Os filmes atingidos foram produzidos nas décadas de 1930 e 1940 e eram feitos de nitrato de celulose, um material autoinflamável, característico da produção de películas brasileiras até aquela época. A instituição ainda está fazendo o levantamento do acervo destruído, mas Futemma estima que a maior parte das obras perdidas no incêndio possuam cópias em formatos mais modernos ou digitalizadas.
Segundo a diretora, o local que armazenava os filmes não tinha seguro. "Temos um projeto elaborado pelo Corpo de Bombeiros e protocolado no Conpresp (Conselhor Municipal de Perservação do Patrimônio Histórico). É um projeto de adequação dos depósitos", disse Futemma.
Pola Ribeiro, secretário do Audiovisual, justificou a ausência de seguro. "Que seguradora asseguraria um prédio com nitrato de celulose e quanto cobraria? Possivelmente se a gente tivesse um seguro para aquela edificação não teríamos nenhuma outra atividade na Cinemateca".
Nesta tarde, a equipe da instituição se dedica a retirar os materiais das outras câmaras. Nenhuma outra estrutura da Cinemateca foi atingida, mas o local deve ficar fechado para o público por no mínimo uma semana, tempo necessário para a reorganização do delicado acervo.

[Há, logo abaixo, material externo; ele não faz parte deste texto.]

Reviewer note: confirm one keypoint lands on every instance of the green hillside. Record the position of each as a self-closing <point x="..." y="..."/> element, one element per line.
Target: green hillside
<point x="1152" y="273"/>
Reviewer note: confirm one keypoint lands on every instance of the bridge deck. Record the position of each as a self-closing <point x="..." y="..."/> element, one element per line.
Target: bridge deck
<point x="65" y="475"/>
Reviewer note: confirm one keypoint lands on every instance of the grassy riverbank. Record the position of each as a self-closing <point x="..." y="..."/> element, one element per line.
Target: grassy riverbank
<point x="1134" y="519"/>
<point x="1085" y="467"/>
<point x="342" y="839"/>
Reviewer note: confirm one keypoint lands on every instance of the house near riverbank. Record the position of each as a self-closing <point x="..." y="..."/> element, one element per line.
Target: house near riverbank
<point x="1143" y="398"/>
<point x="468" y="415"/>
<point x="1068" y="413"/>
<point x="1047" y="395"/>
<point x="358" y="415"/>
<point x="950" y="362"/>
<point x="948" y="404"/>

Não houve vítimas e perícias ainda são feitas para que um laudo determine as causas do incidente. Acredita-se que tenha ocorrido autocombustão dos filmes, o que, segundo a direção da Cinemateca, é muito comum em películas de nitrato de celulose. "É um material altamente inflamável, que pode entrar em combustão espontânea se submetido a um calor muito alto, conjugado com algum desequilíbrio na sua conformação química", explicou Futemma.
Por causa desta característica do material, a indústria cinematográfica passou a utilizar, a partir da década de 1950, acetato de celulose, que foi posteriormente substituído por poliéster, já na década de 1980. Pola Ribeiro lamentou a perda no acervo da Cinemateca, mas comentou que o armazenamento de nitrato de celulose "é quase como uma morte anunciada".

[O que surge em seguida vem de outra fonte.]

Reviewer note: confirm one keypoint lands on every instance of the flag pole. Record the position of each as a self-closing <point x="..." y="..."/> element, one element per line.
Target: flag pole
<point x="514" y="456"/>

A Cinemateca possui quatro câmaras projetadas seguindo normas internacionais para armazenar somente matrizes (originais) em nitrato de celulose, que guardam de 3.000 a 4.000 rolos. A câmara atingida pelo incêndio foi a de número 3, com 20 metros quadrados, e com cerca de 0,4% do acervo da Cinemateca. Ainda de acordo com a direção da instituição, os depósitos foram construídos em um local mais afastado da estrutura principal justamente pelo risco de incêndio.
Questionada sobre as condições ideais para armazenamento do nitrato de celulosa, Futemma citou a biblioteca do Congresso americano, em Washington, que tem um depósito subterrâneo com divisórias corta-fogo entre cada rolo de filme, Ela destacou, porém que "o armazenamento era o melhor possível ao nosso alcance".
Já o secretário Pola Ribeiro lembrou que a edificação foi construída especificamente para sua função seguindo normas internacionais de preservação. Para evitar faíscas, no local não existem interruptores nem ar condicionado e há um vão entre as paredes e o teto, além de paredes vazadas com cobogós.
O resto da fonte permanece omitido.